PREVIC – Câmara de Mediação, Conciliação e Arbitragem retorna com maior reconhecimento

A Instrução Previc n. 17/2019 promoveu a implantação da nova Câmara de Mediação, Conciliação e Arbitragem (CMCA) que volta com maior autonomia e atualização em relação à legislação vigente. Inicialmente com a denominação de comissão, o âmbito começou a funcionar em 2010 para a resolução de conflitos relacionados aos planos de benefícios das entidades fechadas, mas teve um período de paralisação para sua reformulação nos últimos meses. Com o Decreto Presidencial n. 9759/2019, do mês de abril passado, a Previc aproveitou para elaborar e aperfeiçoar as regras da CMCA, que foram aprovadas e publicadas no mês de setembro passado.

Desde então, a CMCA retomou suas atividades, com a indicação de novos membros que podem participar como conciliadores ou árbitros dos processos. “O principal objetivo da Câmara é evitar o excesso de judicialização dos conflitos, que acaba sendo prejudicial para todas as partes do sistema, diz Fábio Lucas de Albuquerque Lima, Presidente da CMCA e Coordenador Geral de Representação Judicial. Ele explica que o trabalho da Câmara segue uma tendência mundial de busca de solução de conflitos através da conciliação a partir da participação de profissionais especializados com reconhecida experiência.

“É um ambiente absolutamente necessário em nosso sistema que procura evitar a morosidade do Judiciário, que está congestionado com o alto volume de demandas. A Câmara, ao contrário, conta com alto grau de especialização de seus membros e tem condições de alcançar soluções alternativas para os conflitos de maneira muito mais célere e menor custo”, explica Aparecida Pagliarini, Advogada e indicada da Abrapp para compor a CMCA.

Entusiasta do trabalho da Câmara, Aparecida diz que grande parte dos advogados ainda não está habituada à mediação e arbitragem, pois foi formada para atuar através do litígio judicial. “Ainda predomina a tradição latina, que é baseada na cultura do embate. Mas o mundo moderno deveria caminhar para a composição, não para o litígio”, aponta.

“É uma iniciativa muito feliz da Previc em dar continuidade ao trabalho da Câmara, que reforça uma tendência moderna de solução alternativa de conflitos para evitar a sobrecarga do Judiciário.

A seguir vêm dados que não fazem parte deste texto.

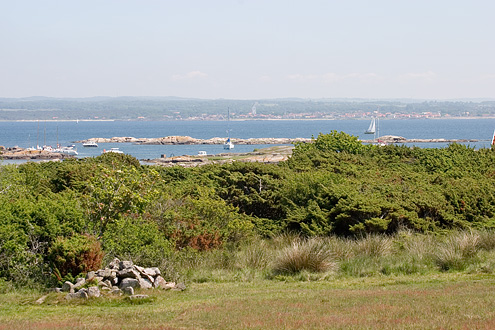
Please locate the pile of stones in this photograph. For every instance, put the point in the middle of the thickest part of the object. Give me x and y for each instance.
(119, 277)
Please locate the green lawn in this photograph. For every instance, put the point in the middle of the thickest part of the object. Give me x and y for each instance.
(443, 301)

É importante a divulgação do trabalho deste âmbito para todos os atores do contrato previdenciário”, comenta Jarbas de Biagi, Advogado e indicado pela Abrapp para a CMCA.

Roberto Messina, também Advogado e indicado para a Câmara, ressalta a oportunidade e conveniência da resolução alternativa de conflitos na Previdência Complementar Fechada. “O Judiciário é extremamente moroso devido ao extraordinário volume de ações. O déficit é enorme e não será revertido no curto e médio prazos”, explica. Messina aponta a importância da renovação e a continuidade da atuação da CMCA pela Previc como o caminho mais viável para superar a morosidade do Judiciário.

Aperfeiçoamentos – A Instrução n. 17 trouxe a reformulação e aperfeiçoamento para o funcionamento da CMCA em relação ao normativo anterior. “Promovemos a atualização da norma de acordo ao novo Código de Processo Civil e as novas legislações sobre mediação e arbitragem”, explica Elthon Nunes, Coordenador Geral de Estudos e Normas da Previc que participou da reformulação das regras da CMCA. Ele comenta, por exemplo, que a nova instrução confere maior autonomia para o funcionamento e decisões da CMCA em relação ao Judiciário. “A Câmara tem maior autonomia em relação à triangulação com o juiz que predominava anteriormente”, conta Elthon.

Roberto Messina também aponta importantes aperfeiçoamentos alcançados com a nova regulamentação. O especialista explica que as novas regras permitem que os árbitros possam promover uma nova formulação do conflito sem que o trabalho de negociação seja perdido, segundo Artigo, parágrafo 2º. Outro avanço, segundo o advogado é a possibilidade de resolução parcial do conflito, que pode ser desmembrado, sem que haja anulação do processo.

Apesar dos avanços, a Instrução ainda apresenta alguns aspectos que precisam ser esclarecidos. Um destes pontos são os critérios para a aprovação da lista de conciliadores e árbitros. O problema é que a norma indica a questão da competência e reputação ilibada dos membros. “Estamos diante da dificuldade de se atestar a questão da reputação ilibada dos membros, quais os critérios para definir isso?”, questiona Messina. Apesar disso, o especialista ressalta a importância da reformulação da CMCA. “Sem dúvida é um avanço muito grande em relação às regras anteriores”, diz.